Vitamin D receptor drives macrophage M2 polarization and exacerbates airway inflammation in asthma.

Abstract

BACKGROUND: Asthma is a chronic inflammatory airway disease characterized by epithelial barrier dysfunction, mucus hypersecretion, and type 2-skewed immune responses. Macrophages play a critical role in shaping airway inflammation and tissue remodeling, yet the molecular mechanisms regulating macrophage activation in allergic asthma remain incompletely understood. The vitamin D receptor (VDR) is an immune-modulatory transcription factor expressed in macrophages, but its macrophage-specific function and regulatory mechanisms in allergic airway inflammation remain unclear. METHODS: We investigated the role of macrophage VDR signaling using a chronic house dust mite (HDM)-induced asthma model combined with myeloid-specific Vdr conditional knockout mice.

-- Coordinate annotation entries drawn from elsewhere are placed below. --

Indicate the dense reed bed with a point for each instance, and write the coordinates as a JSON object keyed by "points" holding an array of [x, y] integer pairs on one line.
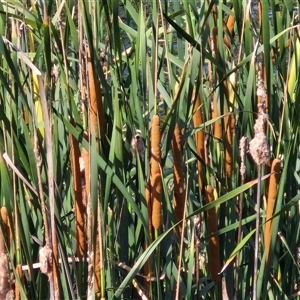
{"points": [[124, 164]]}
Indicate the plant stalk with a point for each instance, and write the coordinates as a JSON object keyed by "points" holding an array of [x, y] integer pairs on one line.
{"points": [[256, 246]]}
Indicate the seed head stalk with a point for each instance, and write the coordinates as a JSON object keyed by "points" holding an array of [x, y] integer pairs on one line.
{"points": [[255, 267], [260, 153]]}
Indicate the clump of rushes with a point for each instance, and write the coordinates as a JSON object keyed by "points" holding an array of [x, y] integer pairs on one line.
{"points": [[229, 123], [148, 264], [199, 139], [213, 243], [79, 206], [230, 27], [271, 200], [217, 128], [243, 146], [179, 193], [5, 291], [259, 150], [155, 180]]}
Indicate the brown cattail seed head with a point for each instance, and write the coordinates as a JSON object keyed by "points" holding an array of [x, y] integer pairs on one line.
{"points": [[137, 144], [258, 146], [45, 258]]}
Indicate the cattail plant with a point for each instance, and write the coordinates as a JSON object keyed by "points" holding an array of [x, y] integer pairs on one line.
{"points": [[155, 180], [79, 205], [5, 286], [213, 243], [271, 201], [179, 191], [230, 27], [199, 139], [260, 153]]}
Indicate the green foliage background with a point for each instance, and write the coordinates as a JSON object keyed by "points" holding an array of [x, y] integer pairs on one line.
{"points": [[168, 56]]}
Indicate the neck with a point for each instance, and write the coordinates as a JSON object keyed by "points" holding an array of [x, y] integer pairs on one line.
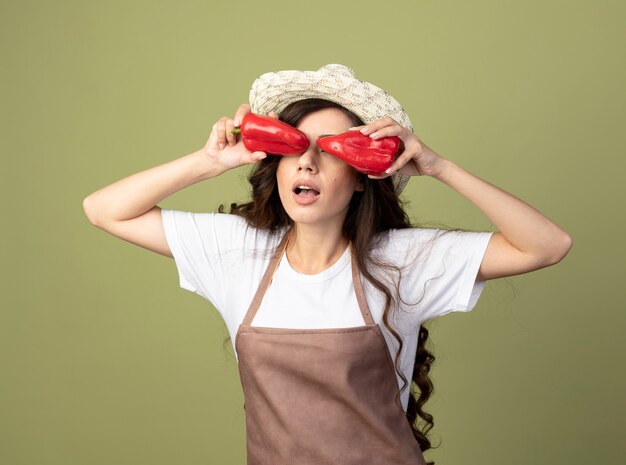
{"points": [[313, 249]]}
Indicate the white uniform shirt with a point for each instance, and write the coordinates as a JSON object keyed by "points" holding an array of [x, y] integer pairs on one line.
{"points": [[221, 258]]}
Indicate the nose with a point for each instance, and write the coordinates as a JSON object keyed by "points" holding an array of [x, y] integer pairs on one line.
{"points": [[308, 161]]}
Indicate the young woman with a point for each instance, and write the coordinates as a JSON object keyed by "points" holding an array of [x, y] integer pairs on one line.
{"points": [[321, 279]]}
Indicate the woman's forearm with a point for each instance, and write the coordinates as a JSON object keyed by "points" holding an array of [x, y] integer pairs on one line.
{"points": [[136, 194], [522, 225]]}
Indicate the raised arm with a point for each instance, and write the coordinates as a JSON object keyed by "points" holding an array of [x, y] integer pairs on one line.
{"points": [[128, 208], [527, 240]]}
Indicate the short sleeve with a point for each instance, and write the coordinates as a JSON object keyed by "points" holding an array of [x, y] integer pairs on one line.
{"points": [[198, 242], [440, 269]]}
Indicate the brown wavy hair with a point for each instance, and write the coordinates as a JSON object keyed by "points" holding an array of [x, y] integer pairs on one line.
{"points": [[371, 213]]}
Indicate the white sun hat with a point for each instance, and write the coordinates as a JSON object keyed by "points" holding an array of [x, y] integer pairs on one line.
{"points": [[337, 83]]}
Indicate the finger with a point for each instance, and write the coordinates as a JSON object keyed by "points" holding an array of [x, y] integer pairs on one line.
{"points": [[221, 136], [399, 162], [239, 114], [387, 131], [232, 138]]}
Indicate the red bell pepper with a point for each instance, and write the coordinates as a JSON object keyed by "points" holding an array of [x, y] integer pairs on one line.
{"points": [[269, 135], [367, 155]]}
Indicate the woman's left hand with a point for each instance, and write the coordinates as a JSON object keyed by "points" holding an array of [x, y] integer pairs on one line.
{"points": [[417, 159]]}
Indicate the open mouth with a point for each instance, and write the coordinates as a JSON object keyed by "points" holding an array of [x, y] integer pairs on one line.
{"points": [[305, 191]]}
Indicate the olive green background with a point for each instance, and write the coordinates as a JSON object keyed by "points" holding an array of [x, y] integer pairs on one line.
{"points": [[105, 360]]}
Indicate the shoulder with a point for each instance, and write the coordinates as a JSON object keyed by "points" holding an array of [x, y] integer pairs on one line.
{"points": [[425, 244]]}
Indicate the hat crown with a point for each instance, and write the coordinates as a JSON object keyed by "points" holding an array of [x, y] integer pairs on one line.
{"points": [[338, 70], [274, 91]]}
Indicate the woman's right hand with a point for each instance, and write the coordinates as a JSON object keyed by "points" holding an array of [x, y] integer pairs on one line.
{"points": [[227, 149]]}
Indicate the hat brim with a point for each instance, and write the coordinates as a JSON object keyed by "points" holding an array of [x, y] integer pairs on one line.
{"points": [[274, 91]]}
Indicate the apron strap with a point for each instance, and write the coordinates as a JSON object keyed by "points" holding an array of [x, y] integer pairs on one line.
{"points": [[273, 266]]}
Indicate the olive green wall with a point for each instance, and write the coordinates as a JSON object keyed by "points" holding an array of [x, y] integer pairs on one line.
{"points": [[104, 360]]}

Airway inflammation, epithelial remodeling, and macrophage polarization were assessed by histological, molecular, and flow cytometric analyses. Mechanistic studies were performed to identify nuclear localization sequences (NLSs) of VDR and to evaluate their interaction with the nuclear import adaptor KPNA1. RESULTS: HDM exposure increased VDR expression in macrophages both in vivo and in vitro. Myeloid-specific deletion of Vdr significantly attenuated airway inflammation, reduced inflammatory cell recruitment, and alleviated epithelial barrier disruption and mucus metaplasia. Mechanistically, VDR promoted macrophage M2-like polarization in response to HDM stimulation. We further identified a previously unrecognized C-terminal nuclear localization sequence spanning amino acids 387-412 that is required for VDR nuclear translocation and macrophage polarization. Structural modeling and biochemical analyses indicated that phosphorylation within this region enhances the interaction between VDR and the nuclear import adaptor KPNA1, thereby facilitating nuclear import of VDR. CONCLUSIONS: These findings identify macrophage-intrinsic VDR signaling as an important regulator of allergic airway inflammation and reveal a phosphorylation-dependent mechanism controlling VDR nuclear trafficking and macrophage polarization.